By Veronica Lorson Fowler
The Iowa Gardener
Spring: The Last Average Frost Date
Climatologists have collected data for decades and determined, approximately, when the last frost of spring usually happens in very specific areas. This is an important date for gardeners to know. While many things we plant in the spring can tolerate some frost (many trees, shrubs, and perennials), some plants will be severely damaged by frost, such as tomatoes, impatiens, basil, marigolds, and other "tender" annual plants. So don't plant those until after your area's last average frost date. In Iowa, that date is:
Northern Iowa: May 15
Southern Iowa: May 10
Central Iowa: Somewhere in between
(Click here for a detailed chart from Iowa State Horticulture Extension on average last frost dates for various Iowa cities. However, please note that the May 10-May 15 dates listed here are those dates on which you can reliably plant those annuals in your Iowa garden that might be killed by frost. Do it any earlier and you risk severe frost damage.)

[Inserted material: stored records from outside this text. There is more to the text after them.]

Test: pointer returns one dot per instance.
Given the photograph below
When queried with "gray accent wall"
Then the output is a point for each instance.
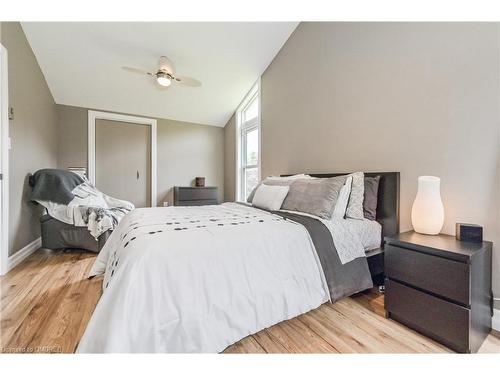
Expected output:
(184, 151)
(230, 160)
(419, 98)
(33, 133)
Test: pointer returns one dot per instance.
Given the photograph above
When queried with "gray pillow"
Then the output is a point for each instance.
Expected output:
(371, 197)
(315, 196)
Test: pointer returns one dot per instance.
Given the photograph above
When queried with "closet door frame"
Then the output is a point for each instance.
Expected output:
(97, 115)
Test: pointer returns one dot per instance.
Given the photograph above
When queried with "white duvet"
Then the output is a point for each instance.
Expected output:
(198, 279)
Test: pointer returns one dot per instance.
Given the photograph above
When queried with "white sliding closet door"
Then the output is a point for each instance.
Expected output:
(123, 160)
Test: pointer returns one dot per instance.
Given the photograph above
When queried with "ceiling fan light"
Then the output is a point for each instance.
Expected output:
(163, 80)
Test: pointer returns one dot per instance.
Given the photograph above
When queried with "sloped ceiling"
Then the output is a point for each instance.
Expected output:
(82, 64)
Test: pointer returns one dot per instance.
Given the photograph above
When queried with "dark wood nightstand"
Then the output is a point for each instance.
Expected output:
(195, 196)
(440, 287)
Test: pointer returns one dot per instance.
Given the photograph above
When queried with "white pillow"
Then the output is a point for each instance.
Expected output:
(343, 200)
(289, 178)
(270, 197)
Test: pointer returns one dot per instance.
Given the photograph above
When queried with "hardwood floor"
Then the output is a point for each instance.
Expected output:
(47, 301)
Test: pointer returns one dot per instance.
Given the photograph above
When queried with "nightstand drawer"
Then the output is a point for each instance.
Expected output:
(441, 320)
(190, 193)
(198, 202)
(444, 277)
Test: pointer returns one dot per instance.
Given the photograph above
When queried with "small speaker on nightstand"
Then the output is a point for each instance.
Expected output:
(469, 232)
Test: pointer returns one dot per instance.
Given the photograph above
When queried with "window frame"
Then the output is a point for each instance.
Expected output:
(242, 130)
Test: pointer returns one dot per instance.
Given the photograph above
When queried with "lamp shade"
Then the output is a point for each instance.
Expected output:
(427, 213)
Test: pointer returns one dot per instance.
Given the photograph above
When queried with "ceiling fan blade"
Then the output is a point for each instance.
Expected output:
(167, 65)
(135, 70)
(187, 81)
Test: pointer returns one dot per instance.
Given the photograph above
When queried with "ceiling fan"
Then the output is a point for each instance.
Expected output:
(165, 74)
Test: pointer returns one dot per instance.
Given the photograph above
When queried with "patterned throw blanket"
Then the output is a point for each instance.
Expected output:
(72, 199)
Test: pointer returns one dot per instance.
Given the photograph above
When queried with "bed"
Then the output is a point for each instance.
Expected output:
(198, 279)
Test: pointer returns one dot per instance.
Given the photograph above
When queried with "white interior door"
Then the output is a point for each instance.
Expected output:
(123, 160)
(4, 162)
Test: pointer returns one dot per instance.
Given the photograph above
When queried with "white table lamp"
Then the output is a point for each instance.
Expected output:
(427, 213)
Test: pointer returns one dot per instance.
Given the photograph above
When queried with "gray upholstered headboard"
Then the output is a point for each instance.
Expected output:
(388, 199)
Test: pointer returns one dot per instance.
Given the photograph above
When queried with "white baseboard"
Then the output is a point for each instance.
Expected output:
(25, 252)
(495, 322)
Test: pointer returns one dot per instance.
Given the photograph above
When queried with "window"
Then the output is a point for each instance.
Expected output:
(248, 134)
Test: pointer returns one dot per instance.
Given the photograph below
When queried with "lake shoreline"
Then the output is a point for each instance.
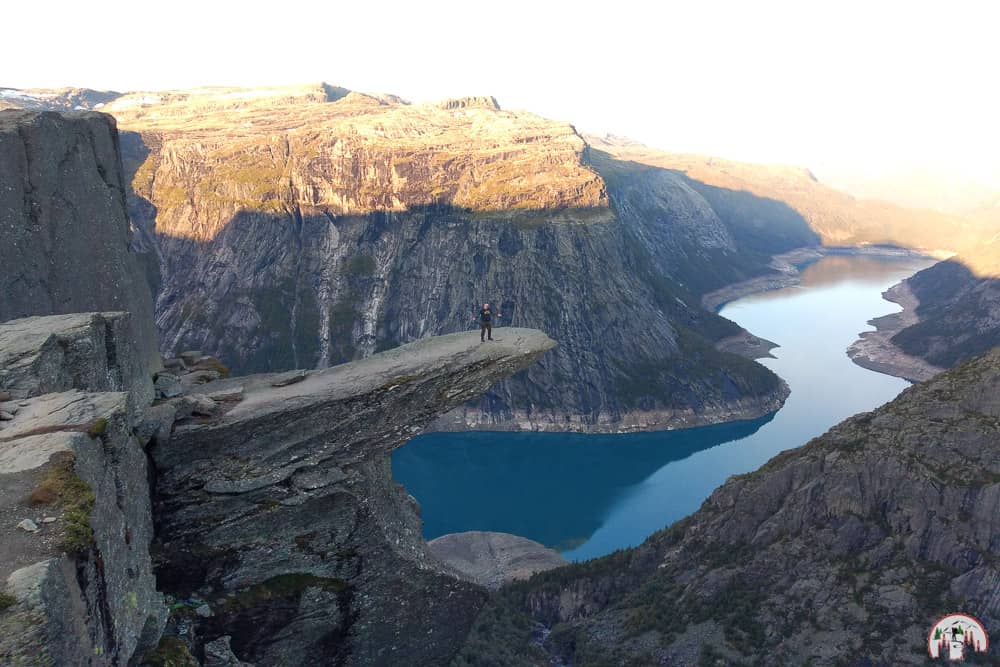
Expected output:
(465, 418)
(788, 266)
(875, 350)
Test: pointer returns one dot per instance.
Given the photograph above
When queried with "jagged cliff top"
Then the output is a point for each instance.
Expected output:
(350, 152)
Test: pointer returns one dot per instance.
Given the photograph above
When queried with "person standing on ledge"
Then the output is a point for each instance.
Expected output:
(486, 316)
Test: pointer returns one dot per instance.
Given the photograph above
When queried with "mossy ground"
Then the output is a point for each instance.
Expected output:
(171, 652)
(63, 488)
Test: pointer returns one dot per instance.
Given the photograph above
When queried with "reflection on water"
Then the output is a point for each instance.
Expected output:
(588, 495)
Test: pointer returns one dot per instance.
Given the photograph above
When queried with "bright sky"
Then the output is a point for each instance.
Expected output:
(832, 84)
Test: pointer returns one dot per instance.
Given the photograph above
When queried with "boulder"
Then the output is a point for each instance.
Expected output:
(168, 385)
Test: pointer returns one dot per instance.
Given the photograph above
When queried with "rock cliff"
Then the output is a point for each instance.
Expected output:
(74, 494)
(844, 551)
(494, 559)
(281, 514)
(64, 232)
(300, 229)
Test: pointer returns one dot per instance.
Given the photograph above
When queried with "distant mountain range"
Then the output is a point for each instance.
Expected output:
(308, 225)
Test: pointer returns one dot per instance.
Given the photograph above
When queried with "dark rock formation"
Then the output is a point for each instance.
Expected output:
(494, 559)
(281, 511)
(64, 230)
(844, 551)
(84, 582)
(322, 232)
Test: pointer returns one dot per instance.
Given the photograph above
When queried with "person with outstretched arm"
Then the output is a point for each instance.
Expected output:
(486, 316)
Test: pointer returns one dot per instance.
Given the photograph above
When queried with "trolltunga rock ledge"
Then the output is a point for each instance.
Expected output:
(280, 509)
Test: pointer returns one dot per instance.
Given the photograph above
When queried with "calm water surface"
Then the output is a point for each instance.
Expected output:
(587, 495)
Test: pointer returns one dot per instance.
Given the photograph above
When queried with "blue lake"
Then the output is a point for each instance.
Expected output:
(588, 495)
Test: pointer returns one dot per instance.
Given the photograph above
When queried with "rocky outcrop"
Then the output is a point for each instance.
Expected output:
(280, 512)
(494, 559)
(80, 573)
(844, 551)
(64, 231)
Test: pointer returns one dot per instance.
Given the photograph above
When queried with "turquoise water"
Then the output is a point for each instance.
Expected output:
(588, 495)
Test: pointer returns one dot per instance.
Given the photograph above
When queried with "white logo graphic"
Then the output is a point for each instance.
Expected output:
(956, 636)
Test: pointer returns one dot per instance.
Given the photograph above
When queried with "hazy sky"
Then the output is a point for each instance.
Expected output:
(869, 85)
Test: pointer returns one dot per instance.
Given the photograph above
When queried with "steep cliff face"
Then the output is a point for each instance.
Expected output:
(79, 572)
(321, 228)
(844, 551)
(281, 513)
(64, 230)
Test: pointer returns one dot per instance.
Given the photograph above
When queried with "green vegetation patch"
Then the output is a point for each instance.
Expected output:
(172, 651)
(283, 586)
(63, 488)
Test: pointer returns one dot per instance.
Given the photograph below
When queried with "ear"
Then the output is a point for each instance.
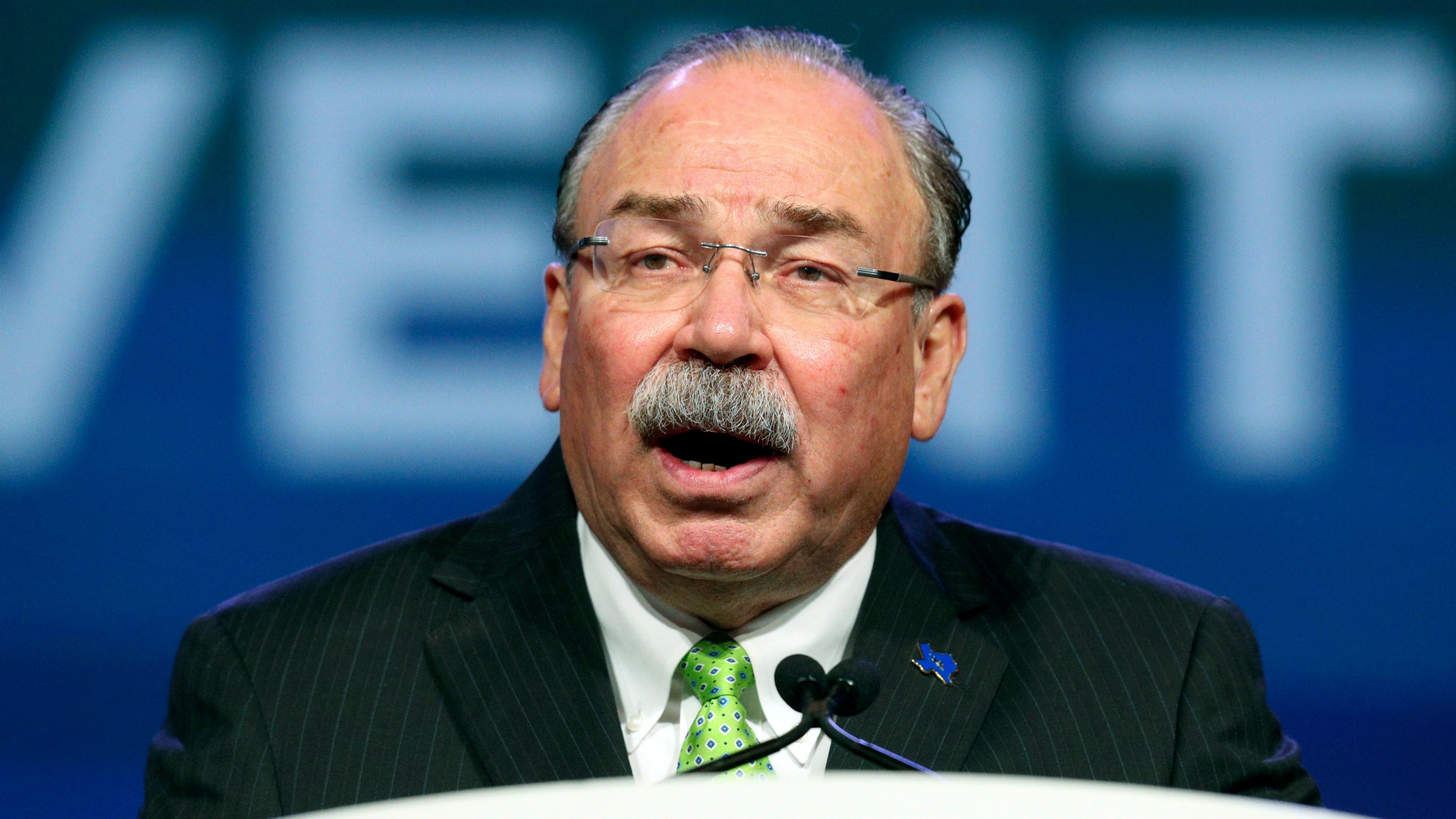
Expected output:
(554, 334)
(940, 353)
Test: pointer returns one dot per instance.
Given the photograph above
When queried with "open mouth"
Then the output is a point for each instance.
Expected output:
(713, 452)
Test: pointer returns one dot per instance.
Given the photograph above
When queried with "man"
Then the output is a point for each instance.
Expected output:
(749, 325)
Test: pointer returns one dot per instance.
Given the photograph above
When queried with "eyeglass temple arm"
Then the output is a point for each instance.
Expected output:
(887, 276)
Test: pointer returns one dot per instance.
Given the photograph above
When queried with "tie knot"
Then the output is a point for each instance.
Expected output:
(717, 667)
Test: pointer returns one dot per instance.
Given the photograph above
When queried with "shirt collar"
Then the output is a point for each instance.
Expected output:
(646, 639)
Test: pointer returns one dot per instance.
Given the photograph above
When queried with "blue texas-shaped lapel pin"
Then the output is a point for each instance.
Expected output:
(935, 662)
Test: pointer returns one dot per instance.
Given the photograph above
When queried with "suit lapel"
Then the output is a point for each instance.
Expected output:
(916, 595)
(522, 665)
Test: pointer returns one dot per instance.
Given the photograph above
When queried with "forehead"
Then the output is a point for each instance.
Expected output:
(749, 138)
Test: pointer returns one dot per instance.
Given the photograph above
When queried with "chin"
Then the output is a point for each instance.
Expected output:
(717, 551)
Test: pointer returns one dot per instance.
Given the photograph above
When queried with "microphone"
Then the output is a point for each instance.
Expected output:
(852, 685)
(800, 680)
(846, 690)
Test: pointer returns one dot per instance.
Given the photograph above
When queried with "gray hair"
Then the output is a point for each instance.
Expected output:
(696, 395)
(935, 165)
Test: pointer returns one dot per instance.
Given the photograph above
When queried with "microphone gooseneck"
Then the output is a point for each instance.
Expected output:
(846, 690)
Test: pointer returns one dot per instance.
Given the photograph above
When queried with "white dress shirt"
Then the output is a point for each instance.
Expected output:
(646, 639)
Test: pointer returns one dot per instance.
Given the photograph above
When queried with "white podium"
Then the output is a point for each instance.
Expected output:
(839, 796)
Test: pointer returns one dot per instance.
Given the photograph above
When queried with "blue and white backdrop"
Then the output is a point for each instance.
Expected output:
(270, 291)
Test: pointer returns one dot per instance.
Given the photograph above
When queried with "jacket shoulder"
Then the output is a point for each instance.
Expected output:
(1012, 569)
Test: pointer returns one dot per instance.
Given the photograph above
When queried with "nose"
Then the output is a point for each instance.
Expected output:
(724, 324)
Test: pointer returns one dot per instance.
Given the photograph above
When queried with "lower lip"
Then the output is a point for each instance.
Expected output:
(704, 478)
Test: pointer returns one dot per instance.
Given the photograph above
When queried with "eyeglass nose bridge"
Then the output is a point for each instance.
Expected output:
(715, 247)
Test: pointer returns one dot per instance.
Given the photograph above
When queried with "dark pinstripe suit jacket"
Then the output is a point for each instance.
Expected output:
(439, 662)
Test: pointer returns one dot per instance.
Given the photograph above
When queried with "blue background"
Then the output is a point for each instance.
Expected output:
(167, 506)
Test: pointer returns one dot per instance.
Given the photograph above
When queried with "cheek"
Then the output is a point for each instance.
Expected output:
(605, 358)
(849, 379)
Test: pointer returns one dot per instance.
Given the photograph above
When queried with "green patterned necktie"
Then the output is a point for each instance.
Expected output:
(718, 671)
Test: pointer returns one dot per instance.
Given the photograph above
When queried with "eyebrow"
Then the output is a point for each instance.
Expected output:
(814, 221)
(659, 206)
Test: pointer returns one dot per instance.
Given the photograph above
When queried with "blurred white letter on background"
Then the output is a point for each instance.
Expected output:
(1263, 123)
(344, 248)
(88, 221)
(986, 86)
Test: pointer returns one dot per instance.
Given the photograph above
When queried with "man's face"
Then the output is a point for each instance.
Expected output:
(744, 139)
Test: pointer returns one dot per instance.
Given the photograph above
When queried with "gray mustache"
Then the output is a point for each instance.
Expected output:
(696, 395)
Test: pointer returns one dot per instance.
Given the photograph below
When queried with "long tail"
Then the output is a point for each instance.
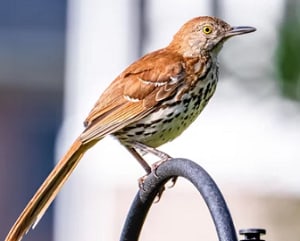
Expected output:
(39, 203)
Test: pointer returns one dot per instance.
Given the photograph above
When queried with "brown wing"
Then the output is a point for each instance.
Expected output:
(135, 93)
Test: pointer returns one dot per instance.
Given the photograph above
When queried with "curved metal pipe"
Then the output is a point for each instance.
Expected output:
(201, 180)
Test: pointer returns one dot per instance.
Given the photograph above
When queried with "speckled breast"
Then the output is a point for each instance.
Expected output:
(169, 121)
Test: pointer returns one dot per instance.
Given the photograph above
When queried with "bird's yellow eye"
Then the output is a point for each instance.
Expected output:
(207, 29)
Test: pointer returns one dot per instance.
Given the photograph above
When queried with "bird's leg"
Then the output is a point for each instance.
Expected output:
(147, 149)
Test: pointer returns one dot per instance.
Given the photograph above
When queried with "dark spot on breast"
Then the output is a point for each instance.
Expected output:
(167, 121)
(138, 133)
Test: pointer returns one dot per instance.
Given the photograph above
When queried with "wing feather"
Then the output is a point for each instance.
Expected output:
(135, 93)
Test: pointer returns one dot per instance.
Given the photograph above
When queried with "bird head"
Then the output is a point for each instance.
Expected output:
(204, 35)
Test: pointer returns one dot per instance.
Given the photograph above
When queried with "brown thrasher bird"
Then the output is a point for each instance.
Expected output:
(150, 103)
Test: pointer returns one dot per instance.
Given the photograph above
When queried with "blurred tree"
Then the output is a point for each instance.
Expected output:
(288, 51)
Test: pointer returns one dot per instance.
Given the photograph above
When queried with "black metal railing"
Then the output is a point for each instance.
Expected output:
(208, 189)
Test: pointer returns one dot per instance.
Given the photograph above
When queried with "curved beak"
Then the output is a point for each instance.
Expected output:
(238, 31)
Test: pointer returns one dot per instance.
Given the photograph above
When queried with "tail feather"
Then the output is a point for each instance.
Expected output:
(42, 199)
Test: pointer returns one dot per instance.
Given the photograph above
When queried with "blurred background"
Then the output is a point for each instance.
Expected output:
(57, 56)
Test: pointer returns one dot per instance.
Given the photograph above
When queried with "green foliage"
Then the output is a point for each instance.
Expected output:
(288, 52)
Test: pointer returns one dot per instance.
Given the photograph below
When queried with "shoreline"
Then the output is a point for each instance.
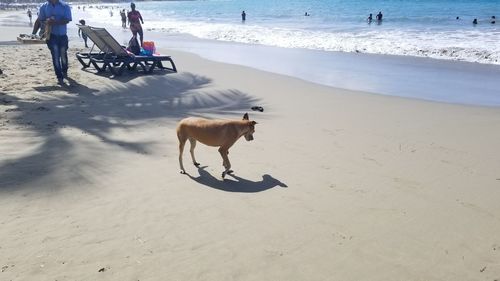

So about a month before your area's last average frost date, you can plant:
• Trees and shrubs
• Perennial flowers
• Perennial herbs, such rosemary, tarragon, oregano, mint, and thyme
• Roses, especially bare-root types
• Cool-season flowers such as pansies, violas, snapdragon, annual lobelia,
annual centauria, and Iceland poppies.
• Cool-season herbs and vegetables, including parsley, cilantro, lettuces,
radishes, spinach, broccoli, cauliflower, and kale.
Note: Spring bulbs purchased already in bloom in pots also are frost-tolerant. These include tulips, crocuses, hyacinths, daffodils, and many others.
Fall: The First Average Frost Date
The first average frost date in Iowa is calculated in a far looser manner than the last average frost date in spring--perhaps because the stakes are lower.
After the first frost in fall, the foliage of annuals and perennials in the garden are damaged and dying. That signals the beginning of fall garden cleanup. Unlike in spring, nothing will die if you don't time it right.
In northwest Iowa, the first frost often can be the last week of September. In central Iowa, it tends to be the second or third week of October. And in southeastern Iowa, it tends to be at the end of October.